HIV-specific CD8+ T cells exhibit markedly reduced levels of Bcl-2 and Bcl-xL.

Human immunodeficiency virus-specific CD8(+) T cells are highly sensitive to spontaneous and CD95/Fas-induced apoptosis, and this sensitivity may impair their ability to control HIV infection. To elucidate the mechanism behind this sensitivity, in this study we examined the levels of antiapoptotic molecules Bcl-2 and Bcl-x(L) in HIV-specific CD8(+) T cells from HIV-infected individuals. Bcl-2 expression was markedly decreased in HIV-specific CD8(+) T cells compared with CMV-specific and total CD8(+) T cells from HIV-infected individuals as well as total CD8(+) T cells from healthy donors. CD8(+) T cell Bcl-2 levels inversely correlated with spontaneous and CD95/Fas-induced apoptosis of CD8(+) T cells from HIV-infected individuals. HIV-specific CD8(+) T cells also had significantly lower levels of Bcl-x(L) compared with CMV-specific CD8(+) T cells. Finally, IL-15 induces both Bcl-2 and Bcl-x(L) expression in HIV-specific and total CD8(+) T cells, and this correlated with apoptosis inhibition and increased survival in both short- and long-term cultures. Our data indicate that reduced Bcl-2 and Bcl-x(L) may play an important role in the increased sensitivity to apoptosis of HIV-specific CD8(+) T cells and suggest a possible mechanism by which IL-15 increases their survival.

IL-15 enhances survival and function of HIV-specific CD8+ T cells.

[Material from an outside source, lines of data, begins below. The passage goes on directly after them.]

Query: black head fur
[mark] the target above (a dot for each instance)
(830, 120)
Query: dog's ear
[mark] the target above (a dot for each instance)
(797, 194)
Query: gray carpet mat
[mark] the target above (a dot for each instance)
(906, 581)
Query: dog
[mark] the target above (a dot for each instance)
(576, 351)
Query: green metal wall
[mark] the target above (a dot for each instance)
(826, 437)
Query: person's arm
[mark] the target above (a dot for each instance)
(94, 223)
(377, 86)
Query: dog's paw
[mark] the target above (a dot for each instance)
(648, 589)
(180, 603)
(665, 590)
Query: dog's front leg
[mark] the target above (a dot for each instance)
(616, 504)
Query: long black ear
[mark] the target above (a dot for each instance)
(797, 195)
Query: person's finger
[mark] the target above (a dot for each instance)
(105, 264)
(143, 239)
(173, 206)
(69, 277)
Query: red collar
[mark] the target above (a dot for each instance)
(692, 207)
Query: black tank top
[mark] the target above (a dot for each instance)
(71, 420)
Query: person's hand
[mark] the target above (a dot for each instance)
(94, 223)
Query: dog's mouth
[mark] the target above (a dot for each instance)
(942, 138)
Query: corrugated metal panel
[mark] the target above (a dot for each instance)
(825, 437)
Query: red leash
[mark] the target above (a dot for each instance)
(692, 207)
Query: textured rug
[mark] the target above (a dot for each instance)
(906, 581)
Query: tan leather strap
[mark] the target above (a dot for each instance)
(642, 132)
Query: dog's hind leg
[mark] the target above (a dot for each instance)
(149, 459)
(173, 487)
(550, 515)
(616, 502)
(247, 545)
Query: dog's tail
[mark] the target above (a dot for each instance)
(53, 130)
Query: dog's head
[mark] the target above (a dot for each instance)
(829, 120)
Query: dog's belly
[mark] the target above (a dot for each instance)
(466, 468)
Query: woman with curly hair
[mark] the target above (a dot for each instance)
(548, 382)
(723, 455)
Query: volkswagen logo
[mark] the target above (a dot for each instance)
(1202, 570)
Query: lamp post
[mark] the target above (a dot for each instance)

HIV-specific CD8(+) T cells are prone to undergo apoptosis, and this may affect their ability to control HIV infection. Because CD8-mediated immune responses play a key role in controlling HIV infection, enhancing the survival and effector function of HIV-specific CD8(+) T cells may augment their ability to control HIV virus. We show here that interleukin 15 (IL-15) potently inhibits spontaneous and CD95/Fas-induced apoptosis of HIV-specific CD8(+) T cells. IL-15 inhibits apoptosis in both CD45RA(-)CD62L(-) and CD45RA(+)CD62L(-) effector memory subpopulations of these cells. Furthermore, IL-15 greatly enhances the survival of HIV-specific CD8(+) T cells in long-term cultures. Finally, IL-15 directly enhances activation, interferon gamma (IFNgamma) production, and direct ex vivo cytotoxicity of HIV-specific CD8(+) T cells. Thus, IL-15 potently enhances the survival and effector function of HIV-specific CD8(+) T cells and, therefore, may prove useful in augmenting the antiviral function of these cells.

IL-15 enhances the function and inhibits CD95/Fas-induced apoptosis of human CD4+ and CD8+ effector-memory T cells.

Although the effect of IL-15 has been described on murine cells in vitro and in vivo, its effect on human memory CD8(+) T cells is not well characterized. We show here that IL-15 preferentially enhances the activation and effector function of human effector-memory CD45RA(-)CD62L(-) and CD45RA(+)CD62L(-) CD4(+) and CD8(+) T cells in both healthy and HIV-infected individuals. We find that IL-15 increases 2- to 5-fold both the activation and secretion of the effector cytokines IFN-gamma and tumor necrosis factor (TNF)-alpha by anti-CD3-stimulated purified CD4(+) and CD8(+) T cells and peripheral blood mononuclear cells from healthy and HIV-infected individuals. Furthermore, IL-15 potently inhibits CD95/Fas-induced apoptosis of the effector-memory CD4(+) and CD8(+) T cells from HIV-infected individuals. These findings suggest that in addition to being a growth and survival factor for memory CD8(+) T cells, IL-15 is also a potent activator of human effector-memory CD8(+) T cells both in healthy and in HIV-infected individuals.